A comment to the paper of Approximate predictor and filter for partially observed vector ARMA processes
 
 
 
 
In 1985 a paper was presented (in the Computers & Mathematics with Applications, Volume 11, Issue 9, September 1985, Pages 943-947., by István, Bencsik) titled Approximate predictor and filter for partially observed vector ARMA processes, https://www.sciencedirect.com/science/article/pii/0898122185900987The paper was reviewed by György Michaletzky. 
 
Comment: Kalman-filters and ARMA predictors can be extended from the case of Gaussian noises with zero expected values to the case of idendependent and identically distributed noises (https://en.wikipedia.org/wiki/Independent_and_identically_distributed_random_variableswith zero expected values since the covariances can be any finite real values greater than zero and are conditionally independent of the expected values. 

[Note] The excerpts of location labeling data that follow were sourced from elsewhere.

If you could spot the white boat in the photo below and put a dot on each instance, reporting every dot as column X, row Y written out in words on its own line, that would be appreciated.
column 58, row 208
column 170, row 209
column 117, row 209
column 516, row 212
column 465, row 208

A guess: the extension may be possible for some other zero mean independent noises with finite covariances. 
 
The main point of the paper was: An approximate L2-optimal predictor and filter was derived for partially observed vector autoregressive moving average processes of ARMA (2, 2) driven by white Gaussian noise.  Some properties of the considered system—e.g. observability, controllability- were discussed. 
 
The paper was about the state-space representations and vector difference equations relating to the input and output, widely used in time series modeling under the name ARMA models. In the case of k = 1 one can derive the Kalman-filter which is L2-optimal. The paper discussed an extension of the well known Kalman filter. In the higher order cases the structure of the L-optimal filter and predictor filter are the same, only the computation of exact parameters in the L2 -optimal case are complicated. Because of this fact the parameters are approximated, neglecting some terms connected with the problem of interpolation. In the case of ARMA (1, 1) processes the interpolation does not needed because of the order of the system.